An address address in Hove Park is one of the most prestigious in Brighton and Hove.

The spacious park, which was opened in 1906, is at the heart of Hove and has given its name to the surrounding area.

The park has tennis courts, a bowling green, cycle track, children’s play area, cafe and a miniature railway.

It is also the home of the famous Goldstone, after which Brighton and Hove Albion’s former stadium was named. When the Druidic stone was unearthed in the early part of the 19th century, it was estimated to weigh 20 tons.
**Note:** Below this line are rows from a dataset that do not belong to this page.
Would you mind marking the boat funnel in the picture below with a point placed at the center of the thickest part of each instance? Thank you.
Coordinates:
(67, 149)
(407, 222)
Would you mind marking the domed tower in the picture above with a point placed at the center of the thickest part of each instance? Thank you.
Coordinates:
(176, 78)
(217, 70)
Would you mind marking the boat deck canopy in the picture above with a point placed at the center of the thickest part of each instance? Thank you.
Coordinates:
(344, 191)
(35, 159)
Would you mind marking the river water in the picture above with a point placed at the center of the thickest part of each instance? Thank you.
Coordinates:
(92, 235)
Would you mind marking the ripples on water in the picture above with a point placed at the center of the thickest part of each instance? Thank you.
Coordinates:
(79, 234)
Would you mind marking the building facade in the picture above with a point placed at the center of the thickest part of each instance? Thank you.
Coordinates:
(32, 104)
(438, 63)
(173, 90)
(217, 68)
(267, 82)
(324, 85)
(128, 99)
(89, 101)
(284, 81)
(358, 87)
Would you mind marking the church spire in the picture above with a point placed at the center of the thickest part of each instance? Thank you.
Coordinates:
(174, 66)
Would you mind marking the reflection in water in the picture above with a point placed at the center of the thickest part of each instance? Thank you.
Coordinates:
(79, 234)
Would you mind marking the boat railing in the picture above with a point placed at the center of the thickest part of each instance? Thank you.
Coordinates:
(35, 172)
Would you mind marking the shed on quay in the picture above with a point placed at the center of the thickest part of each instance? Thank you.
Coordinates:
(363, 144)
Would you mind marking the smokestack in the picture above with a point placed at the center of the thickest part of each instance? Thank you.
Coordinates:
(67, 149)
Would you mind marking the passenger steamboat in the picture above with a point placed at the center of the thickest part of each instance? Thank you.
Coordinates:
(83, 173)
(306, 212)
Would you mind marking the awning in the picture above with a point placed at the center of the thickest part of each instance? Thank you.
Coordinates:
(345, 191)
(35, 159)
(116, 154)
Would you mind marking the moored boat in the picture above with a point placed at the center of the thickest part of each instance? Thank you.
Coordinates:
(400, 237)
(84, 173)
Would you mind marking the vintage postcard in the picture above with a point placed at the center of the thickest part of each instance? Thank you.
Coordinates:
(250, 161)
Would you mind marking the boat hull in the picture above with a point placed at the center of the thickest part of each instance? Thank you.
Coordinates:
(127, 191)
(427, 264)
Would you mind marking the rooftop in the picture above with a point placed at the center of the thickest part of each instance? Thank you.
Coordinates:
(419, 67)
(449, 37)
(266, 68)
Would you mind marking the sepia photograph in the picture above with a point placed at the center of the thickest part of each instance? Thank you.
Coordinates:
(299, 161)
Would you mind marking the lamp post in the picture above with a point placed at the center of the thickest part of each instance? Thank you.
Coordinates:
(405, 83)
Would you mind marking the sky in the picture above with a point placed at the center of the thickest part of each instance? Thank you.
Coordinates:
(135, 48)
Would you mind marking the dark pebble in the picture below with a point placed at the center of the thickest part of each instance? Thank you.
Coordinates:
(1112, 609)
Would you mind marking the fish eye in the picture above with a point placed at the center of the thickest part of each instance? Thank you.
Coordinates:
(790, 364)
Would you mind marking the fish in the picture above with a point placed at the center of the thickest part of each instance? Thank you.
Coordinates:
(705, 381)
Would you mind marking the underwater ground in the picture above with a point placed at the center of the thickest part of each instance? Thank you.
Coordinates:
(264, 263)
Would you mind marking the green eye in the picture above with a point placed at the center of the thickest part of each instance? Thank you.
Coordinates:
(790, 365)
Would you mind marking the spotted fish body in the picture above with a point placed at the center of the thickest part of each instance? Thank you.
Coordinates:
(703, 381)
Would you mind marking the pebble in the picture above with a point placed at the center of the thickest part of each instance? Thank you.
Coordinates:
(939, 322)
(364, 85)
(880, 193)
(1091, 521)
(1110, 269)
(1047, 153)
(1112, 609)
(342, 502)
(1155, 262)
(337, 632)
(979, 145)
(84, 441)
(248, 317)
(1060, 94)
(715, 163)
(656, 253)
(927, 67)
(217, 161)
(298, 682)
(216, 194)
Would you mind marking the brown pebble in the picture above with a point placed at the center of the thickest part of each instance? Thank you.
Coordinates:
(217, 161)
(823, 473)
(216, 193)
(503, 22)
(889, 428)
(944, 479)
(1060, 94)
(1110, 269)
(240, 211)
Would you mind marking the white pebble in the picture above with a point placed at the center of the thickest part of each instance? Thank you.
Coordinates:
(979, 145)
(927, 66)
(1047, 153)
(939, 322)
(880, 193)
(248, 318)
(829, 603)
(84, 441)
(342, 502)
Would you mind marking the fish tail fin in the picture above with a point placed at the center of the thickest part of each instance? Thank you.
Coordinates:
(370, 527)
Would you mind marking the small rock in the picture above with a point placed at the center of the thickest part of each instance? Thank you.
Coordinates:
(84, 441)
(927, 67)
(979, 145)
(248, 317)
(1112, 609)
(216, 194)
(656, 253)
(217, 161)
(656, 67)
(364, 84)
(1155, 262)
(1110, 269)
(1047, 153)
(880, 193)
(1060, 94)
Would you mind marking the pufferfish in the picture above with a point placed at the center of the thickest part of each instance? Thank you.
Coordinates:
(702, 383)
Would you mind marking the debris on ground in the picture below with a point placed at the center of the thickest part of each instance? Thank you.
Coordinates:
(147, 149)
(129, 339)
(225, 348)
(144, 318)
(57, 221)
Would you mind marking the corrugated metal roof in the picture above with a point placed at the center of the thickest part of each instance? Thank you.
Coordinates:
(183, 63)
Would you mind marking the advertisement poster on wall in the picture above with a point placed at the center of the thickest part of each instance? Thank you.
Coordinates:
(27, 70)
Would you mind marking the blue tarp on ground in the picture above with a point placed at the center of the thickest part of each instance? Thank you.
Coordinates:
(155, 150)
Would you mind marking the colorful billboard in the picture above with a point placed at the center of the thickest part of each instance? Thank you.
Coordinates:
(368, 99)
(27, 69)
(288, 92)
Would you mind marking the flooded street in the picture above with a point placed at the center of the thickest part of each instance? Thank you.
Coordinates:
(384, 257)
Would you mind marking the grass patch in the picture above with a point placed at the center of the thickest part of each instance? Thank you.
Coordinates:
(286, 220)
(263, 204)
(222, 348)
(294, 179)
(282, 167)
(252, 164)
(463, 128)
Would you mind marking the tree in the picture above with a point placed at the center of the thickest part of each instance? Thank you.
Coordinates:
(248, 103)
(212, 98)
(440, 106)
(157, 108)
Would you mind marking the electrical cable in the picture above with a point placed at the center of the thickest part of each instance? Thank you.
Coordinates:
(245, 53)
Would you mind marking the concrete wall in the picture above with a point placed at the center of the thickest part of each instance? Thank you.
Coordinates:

It was moved to its present site when the park opened.

Another sporting link with the area is the Coral Greyhound Racing Stadium and the sports and leisure club in nearby Nevill Road.

The Hove Park area is bordered by Old Shoreham Road to the south, Woodland Drive, Dyke Road Avenue, Dyke Road and the Upper Drive.

Many of the roads are tree-lined with grass verges, and most of the homes have garages, large, well-kept gardens at the front and back and off-street parking.

Some also have swimming pools and tennis courts.

There are other notable parks in this part of Hove including Hove Recreation Ground and Dyke Road Park.

The earliest homes in the area were built at the end of the 19th century and there is a wide variety of luxury homes.

Hove Park is mainly made up of detached family houses. There are also a good number of large bungalows, chalets and semis, most of which are excellent quality.

The area is not far from the centre of Hove and is also close to the countryside. It has good transport links with easy access to the A27 and A23 and some of the best schools in the city are close by.

In addition, Hove Park is just a few minutes’ drive from the city centre by car or public transport.

Two fine museums are on the boundary of the area, Hove Engineerium, in The Droveway, is a triumph of Victorian engineering.

Built in 1875, it once pumped 150,000 gallons of water per hour from a 50-metre-deep well.

The Booth Museum of Natural History in Dyke Road has more than half a million specimens and reams of natural history literature extending back over three centuries. Exhibits include hundreds of British mammals and birds, a whale, and dinosaur bones.